The Two Minds of Modern Conservatism

DEBATING THE ROLE OF VIRTUE IN SOCIETY

By Steven Hayward | January-February 1985
Steven Hayward, a political conservative and an Episcopalian, is a Research Fellow with the Claremont Institute for the Study of Statesmanship and Political Philosophy, as well as Associate Editor of the Claremont Review of Books, both in Claremont, California.

Every year near the end of February the majordomos of the conservative movement gather at the Mayflower Hotel in Washington, D.C., for something called the “Conservative Political Action Conference,” or “see-pack” after its initials, CPAC. Through the 1970s this conference gathered most­ly to lament the latest advances of the welfare state and the Soviets, and the featured speaker was usu­ally a former movie actor and governor of Califor­nia who inspired the discouraged troopers of the movement to dream on about someday having a conservative president who would lead us into the promised land.

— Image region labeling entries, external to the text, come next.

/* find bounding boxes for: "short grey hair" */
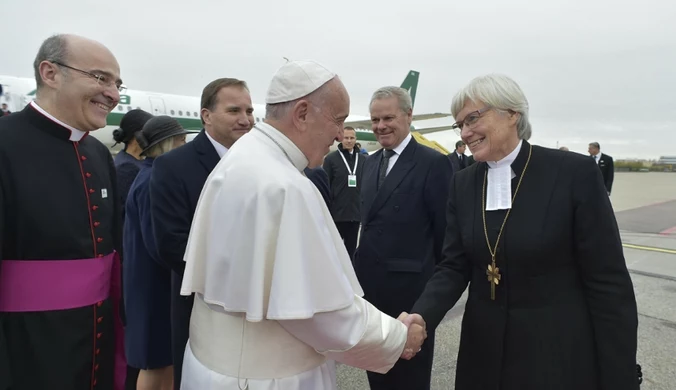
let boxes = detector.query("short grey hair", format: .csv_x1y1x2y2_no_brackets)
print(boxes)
451,74,533,141
33,34,68,90
369,86,413,113
143,134,185,157
265,76,338,120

In 1980 “the Movement” (as it is frankly call­ed by some conservative leaders) finally triumphed at the polls. The far-right weekly Human Events ran the biggest banner headline in its then-35-year history: “AT LAST!” At last, the faithful rejoiced, we’ve got a president who will stop the welfare state, boost the defense budget, stick it to the Rus­sians, deregulate business, cut taxes, fight abortion, stick up for free trade and family values. At Last! The wilderness years were over.

Needless to say, the 1981 CPAC was very different from its predecessors. It was not so much a conference as it was a benediction. The infantry was jubilant — and why not? CPAC would be front-page news in the Washington Post that year, and beyond.

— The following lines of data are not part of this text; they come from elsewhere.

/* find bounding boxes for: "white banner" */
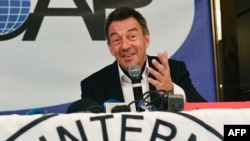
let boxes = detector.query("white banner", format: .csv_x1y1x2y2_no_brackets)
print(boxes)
0,109,250,141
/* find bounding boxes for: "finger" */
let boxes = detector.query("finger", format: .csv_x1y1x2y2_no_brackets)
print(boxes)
157,52,168,69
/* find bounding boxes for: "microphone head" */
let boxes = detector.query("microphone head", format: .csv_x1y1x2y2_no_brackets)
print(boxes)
67,98,104,113
102,99,120,111
128,64,141,78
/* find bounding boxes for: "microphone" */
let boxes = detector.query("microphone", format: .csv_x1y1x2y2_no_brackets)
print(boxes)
102,99,131,113
67,98,104,113
128,65,144,111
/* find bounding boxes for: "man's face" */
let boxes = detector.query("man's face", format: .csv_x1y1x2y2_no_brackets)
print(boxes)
107,17,149,70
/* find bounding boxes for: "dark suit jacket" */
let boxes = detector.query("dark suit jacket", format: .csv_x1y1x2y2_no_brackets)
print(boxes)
81,56,206,108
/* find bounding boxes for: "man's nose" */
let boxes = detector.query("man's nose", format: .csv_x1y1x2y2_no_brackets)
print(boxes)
122,38,130,50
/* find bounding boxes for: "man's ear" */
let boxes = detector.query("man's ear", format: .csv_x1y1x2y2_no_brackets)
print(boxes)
144,32,150,48
107,41,114,56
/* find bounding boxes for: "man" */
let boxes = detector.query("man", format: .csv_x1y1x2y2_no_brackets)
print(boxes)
81,6,206,112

But just then, the first big cracks were begin­ning to appear in the monolithic “Movement.” One incident in particular tells the story. The first morning of the conference I spied an animated knot of people in a corner of the lobby. Never one to miss out on excitement, I wandered over to find out what the commotion was about. It was an ar­gument about abortion. A middle-aged gentleman was saying that he didn’t see what right the govern­ment had stepping into the lives of individuals, and besides, life doesn’t begin until birth anyway. His interlocutor brought up counter-arguments about the rights of the unborn, etc. The argument got in­creasingly heated, whereupon I left. I find argu­ments over abortion, though necessary, very pain­ful; besides, I didn’t want to miss the first session of the morning, where Jeane Kirkpatrick would ex­plain why the U.S. should ally herself with right-wing authoritarian regimes in Latin America.